# Swim or crawl?



## Pigsticker (Oct 18, 2006)

In general when bassin are u using lures that resemble something that crawls (worm, craw, etc) or something that swims(crank,spinner)? Creepy crawlies for me.


----------



## Pigsticker (Oct 18, 2006)

Title should be swim or crawl.


----------



## Fish G3 (Jul 16, 2008)

Tough question...first and foremost i'll try something that swims...if the power fishing isn't producing then its time for the craws.


----------



## Wow (May 17, 2010)

In general, I crawl, hop and finesse jigs, worms and plastics for the consistently bigger fish and in colder water. I swim baits to search deeper water and warmer water when the hot bite can yield big numbers.--Tim........................................................................................................................................................


----------



## spfldbassguy (Mar 23, 2009)

62.5% of the time I'm using some sort of jignpig,creature bait jighead combo,and on rare instances a tube or worm. The other 37.5% of the time I'm using cranks,jerkbaits,swimbaits,topwaters.


----------



## Dandrews (Oct 10, 2010)

Fish G3 said:


> Tough question...first and foremost i'll try something that swims...if the power fishing isn't producing then its time for the craws.


That's what I do also.


----------



## Tokugawa (Apr 29, 2008)

I start with moving baits to find them and then slow down to plastics/jigs to work the area if I have to. If I'm pulling multiple fish out of the same spot with a moving bait, the contact baits won't get fished. If they aren't hitting moving baits, the contact baits get fished heavily. Just depends...but I'll typically start with moving baits.


----------



## JamesT (Jul 22, 2005)

Swims 90% of the time.
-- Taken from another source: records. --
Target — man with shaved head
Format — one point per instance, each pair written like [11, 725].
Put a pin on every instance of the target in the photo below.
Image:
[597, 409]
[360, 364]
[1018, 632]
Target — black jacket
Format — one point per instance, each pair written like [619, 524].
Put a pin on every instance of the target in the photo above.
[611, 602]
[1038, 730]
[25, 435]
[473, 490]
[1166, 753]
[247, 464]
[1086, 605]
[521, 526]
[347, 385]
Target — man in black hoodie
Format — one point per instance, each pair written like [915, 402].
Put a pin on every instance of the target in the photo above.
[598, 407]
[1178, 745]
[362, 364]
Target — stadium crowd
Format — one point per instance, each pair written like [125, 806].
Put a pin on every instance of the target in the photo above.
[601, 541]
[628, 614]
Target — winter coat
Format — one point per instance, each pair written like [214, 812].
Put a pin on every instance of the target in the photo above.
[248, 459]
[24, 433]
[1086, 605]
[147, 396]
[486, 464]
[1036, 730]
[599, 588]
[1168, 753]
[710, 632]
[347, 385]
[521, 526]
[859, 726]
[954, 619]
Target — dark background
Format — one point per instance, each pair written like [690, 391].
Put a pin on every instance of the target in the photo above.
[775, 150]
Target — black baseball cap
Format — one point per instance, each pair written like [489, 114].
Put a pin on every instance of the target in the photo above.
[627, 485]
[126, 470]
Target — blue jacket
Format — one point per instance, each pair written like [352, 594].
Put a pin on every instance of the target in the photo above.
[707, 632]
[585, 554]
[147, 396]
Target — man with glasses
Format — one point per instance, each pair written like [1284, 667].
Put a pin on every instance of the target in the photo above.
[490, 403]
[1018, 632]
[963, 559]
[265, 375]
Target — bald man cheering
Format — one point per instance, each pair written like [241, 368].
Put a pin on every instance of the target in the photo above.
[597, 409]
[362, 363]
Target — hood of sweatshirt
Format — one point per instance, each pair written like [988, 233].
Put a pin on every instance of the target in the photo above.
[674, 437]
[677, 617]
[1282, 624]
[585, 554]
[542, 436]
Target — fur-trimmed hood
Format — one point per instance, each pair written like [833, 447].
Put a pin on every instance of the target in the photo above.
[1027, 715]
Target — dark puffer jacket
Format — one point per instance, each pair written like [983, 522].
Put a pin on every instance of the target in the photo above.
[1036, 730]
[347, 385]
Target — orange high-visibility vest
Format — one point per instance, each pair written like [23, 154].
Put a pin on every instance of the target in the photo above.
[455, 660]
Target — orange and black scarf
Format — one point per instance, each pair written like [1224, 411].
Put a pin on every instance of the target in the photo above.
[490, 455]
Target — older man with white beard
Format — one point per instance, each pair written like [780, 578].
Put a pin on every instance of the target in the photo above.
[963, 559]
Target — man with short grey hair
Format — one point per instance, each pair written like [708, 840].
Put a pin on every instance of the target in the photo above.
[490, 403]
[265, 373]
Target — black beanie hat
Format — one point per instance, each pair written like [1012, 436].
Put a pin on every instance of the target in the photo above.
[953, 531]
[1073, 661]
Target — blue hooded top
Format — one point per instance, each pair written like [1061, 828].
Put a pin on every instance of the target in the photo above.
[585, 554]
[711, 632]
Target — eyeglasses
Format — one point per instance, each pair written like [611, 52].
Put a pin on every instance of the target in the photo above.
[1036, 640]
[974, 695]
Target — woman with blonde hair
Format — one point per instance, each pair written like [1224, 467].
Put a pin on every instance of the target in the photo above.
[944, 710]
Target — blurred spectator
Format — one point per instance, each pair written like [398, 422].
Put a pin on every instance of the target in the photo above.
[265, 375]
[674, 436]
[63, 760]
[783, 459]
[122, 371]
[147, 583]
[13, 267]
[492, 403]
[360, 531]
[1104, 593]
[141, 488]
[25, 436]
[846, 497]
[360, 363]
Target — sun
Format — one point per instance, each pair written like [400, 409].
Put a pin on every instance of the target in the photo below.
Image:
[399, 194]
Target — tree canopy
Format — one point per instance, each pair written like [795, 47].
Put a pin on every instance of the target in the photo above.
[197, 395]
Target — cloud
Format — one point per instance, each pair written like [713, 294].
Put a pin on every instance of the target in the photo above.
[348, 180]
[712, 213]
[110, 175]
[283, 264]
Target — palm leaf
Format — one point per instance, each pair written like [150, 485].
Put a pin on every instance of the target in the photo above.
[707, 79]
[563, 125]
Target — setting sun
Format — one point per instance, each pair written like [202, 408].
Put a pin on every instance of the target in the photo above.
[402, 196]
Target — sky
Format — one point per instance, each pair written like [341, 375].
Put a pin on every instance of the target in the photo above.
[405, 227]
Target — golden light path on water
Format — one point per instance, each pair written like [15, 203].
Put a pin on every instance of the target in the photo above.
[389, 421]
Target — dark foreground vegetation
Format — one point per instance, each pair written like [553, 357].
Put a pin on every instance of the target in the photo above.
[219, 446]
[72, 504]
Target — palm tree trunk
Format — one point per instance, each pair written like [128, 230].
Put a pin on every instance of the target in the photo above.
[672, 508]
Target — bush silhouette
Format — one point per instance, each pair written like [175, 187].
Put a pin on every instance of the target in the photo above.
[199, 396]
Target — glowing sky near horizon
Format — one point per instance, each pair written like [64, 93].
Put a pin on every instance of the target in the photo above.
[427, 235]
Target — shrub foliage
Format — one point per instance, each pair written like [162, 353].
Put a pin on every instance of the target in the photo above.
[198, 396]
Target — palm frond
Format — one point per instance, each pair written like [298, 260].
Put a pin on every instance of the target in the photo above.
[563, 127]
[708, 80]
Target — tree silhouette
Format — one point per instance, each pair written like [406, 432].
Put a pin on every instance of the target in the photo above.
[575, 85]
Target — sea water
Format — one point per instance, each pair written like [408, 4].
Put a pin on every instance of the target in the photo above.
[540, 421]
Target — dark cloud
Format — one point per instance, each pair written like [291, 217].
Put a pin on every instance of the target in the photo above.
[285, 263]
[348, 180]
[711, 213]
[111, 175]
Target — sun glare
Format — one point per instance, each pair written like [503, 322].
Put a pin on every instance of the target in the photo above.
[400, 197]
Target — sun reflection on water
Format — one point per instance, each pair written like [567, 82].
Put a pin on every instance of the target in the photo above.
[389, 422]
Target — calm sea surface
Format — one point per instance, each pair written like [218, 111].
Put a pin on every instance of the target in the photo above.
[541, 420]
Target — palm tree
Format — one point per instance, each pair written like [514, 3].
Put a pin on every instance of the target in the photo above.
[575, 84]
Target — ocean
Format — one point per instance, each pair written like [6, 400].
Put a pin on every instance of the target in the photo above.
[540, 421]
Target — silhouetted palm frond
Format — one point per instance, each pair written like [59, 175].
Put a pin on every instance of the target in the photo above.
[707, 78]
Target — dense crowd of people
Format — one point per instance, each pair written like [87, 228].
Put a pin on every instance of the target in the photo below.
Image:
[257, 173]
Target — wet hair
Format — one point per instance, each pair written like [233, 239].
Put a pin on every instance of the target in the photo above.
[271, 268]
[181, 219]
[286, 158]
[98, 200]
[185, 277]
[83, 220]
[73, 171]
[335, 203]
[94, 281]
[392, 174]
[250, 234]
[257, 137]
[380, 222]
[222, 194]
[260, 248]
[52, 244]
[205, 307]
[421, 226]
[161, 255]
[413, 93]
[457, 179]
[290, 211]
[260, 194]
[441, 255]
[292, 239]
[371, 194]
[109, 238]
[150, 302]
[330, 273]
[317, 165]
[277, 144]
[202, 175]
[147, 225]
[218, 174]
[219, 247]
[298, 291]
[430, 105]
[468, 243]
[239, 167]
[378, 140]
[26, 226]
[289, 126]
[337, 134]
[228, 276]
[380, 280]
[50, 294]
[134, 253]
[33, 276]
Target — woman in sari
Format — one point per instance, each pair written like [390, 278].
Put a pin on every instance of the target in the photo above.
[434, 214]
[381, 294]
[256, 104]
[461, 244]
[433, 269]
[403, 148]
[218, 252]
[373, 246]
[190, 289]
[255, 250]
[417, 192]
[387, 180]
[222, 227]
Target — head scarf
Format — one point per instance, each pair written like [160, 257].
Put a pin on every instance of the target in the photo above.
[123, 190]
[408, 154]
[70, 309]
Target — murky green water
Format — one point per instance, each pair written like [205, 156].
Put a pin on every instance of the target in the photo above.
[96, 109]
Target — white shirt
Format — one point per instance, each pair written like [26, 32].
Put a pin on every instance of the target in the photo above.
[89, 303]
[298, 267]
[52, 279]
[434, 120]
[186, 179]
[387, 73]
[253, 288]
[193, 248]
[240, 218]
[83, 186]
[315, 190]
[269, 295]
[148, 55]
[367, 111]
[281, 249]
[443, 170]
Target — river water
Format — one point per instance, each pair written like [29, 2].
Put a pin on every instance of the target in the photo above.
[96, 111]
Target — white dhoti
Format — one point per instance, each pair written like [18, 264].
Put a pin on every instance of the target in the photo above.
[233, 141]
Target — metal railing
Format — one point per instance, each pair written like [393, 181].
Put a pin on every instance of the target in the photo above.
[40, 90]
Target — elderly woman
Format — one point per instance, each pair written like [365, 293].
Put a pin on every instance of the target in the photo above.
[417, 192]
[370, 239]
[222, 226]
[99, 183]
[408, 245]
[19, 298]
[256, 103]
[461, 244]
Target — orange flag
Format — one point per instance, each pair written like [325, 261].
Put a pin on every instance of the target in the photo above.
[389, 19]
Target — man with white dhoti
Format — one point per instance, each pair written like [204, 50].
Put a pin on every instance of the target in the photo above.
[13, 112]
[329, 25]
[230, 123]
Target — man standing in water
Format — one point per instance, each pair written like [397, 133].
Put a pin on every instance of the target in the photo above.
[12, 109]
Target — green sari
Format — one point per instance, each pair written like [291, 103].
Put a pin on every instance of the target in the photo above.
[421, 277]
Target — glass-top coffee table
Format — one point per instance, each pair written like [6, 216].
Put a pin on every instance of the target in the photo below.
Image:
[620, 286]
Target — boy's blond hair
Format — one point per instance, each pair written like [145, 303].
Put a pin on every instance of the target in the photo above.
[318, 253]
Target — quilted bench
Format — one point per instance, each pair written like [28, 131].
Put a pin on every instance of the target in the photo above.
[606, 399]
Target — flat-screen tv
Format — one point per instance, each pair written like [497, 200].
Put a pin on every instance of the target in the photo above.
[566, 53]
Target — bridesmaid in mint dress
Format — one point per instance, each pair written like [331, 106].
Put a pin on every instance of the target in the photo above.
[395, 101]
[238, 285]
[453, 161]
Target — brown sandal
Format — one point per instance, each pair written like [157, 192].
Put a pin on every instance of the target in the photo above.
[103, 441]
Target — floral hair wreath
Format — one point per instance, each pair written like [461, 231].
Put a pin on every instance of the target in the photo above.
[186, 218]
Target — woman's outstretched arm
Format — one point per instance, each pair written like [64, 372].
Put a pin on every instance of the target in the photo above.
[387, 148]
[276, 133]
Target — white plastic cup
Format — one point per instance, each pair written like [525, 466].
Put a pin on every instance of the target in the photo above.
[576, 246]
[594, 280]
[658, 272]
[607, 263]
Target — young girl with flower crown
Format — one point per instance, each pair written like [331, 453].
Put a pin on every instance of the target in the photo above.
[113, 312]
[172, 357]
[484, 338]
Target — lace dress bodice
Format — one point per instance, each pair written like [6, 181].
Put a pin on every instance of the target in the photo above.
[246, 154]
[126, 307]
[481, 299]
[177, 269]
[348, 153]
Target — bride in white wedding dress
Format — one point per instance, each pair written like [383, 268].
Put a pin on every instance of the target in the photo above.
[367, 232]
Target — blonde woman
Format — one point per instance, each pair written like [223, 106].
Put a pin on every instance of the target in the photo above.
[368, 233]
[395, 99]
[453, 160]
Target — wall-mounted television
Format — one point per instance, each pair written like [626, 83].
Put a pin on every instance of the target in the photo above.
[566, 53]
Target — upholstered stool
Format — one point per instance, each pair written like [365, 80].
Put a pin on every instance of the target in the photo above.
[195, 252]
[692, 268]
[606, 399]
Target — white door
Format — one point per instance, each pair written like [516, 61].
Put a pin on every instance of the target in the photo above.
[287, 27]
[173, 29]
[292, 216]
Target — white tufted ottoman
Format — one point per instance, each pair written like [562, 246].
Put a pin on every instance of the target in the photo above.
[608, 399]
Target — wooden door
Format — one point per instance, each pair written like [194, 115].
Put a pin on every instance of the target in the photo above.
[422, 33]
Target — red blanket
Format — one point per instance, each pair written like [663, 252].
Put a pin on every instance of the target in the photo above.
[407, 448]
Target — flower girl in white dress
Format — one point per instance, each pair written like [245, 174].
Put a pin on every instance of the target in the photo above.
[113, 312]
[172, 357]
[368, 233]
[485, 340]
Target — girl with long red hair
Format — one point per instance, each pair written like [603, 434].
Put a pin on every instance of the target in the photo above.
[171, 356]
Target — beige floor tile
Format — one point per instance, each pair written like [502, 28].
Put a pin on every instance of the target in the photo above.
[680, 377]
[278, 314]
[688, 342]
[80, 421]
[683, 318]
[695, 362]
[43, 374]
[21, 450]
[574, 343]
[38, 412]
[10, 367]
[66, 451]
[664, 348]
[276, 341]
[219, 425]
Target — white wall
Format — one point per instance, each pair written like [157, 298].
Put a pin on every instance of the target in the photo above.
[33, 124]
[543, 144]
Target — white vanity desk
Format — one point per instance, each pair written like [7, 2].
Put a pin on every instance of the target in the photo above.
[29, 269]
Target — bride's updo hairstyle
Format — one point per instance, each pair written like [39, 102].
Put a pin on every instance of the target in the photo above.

Cranks and spoons.


----------



## Bazzin05 (Feb 2, 2011)

I love power fishing so I almost always start off with a fast reaction bait, but then I always have a jig or tube tied on too, for those perfect looking spots that you don't get the reaction bite out of. I will then pick up my jig/tube and pitch it in a few times to see if there is something living in there. But then there are those times that I get on a really good jig/tube bite and for those times I will start off with those baits. 

So I guess I try to do what the fish tell me they want. But on slow days I always prefer to throw reaction baits and cover water to find the active fish.


----------



## Intimidator (Nov 25, 2008)

I won't mention any names but with certain plastics )) you can fish Fast or SUPER Slow, Roll it, Bounce it off the Bottom, Carolina/Texas/Alabama Rig, Jig, Stop and Start or however you want to fish it...you can even rig it on a jig with a bill to make it wobble. For most people it could save you alot of $$ per year on lures...but tackle freaks like most of us just have to try everything!LOL


----------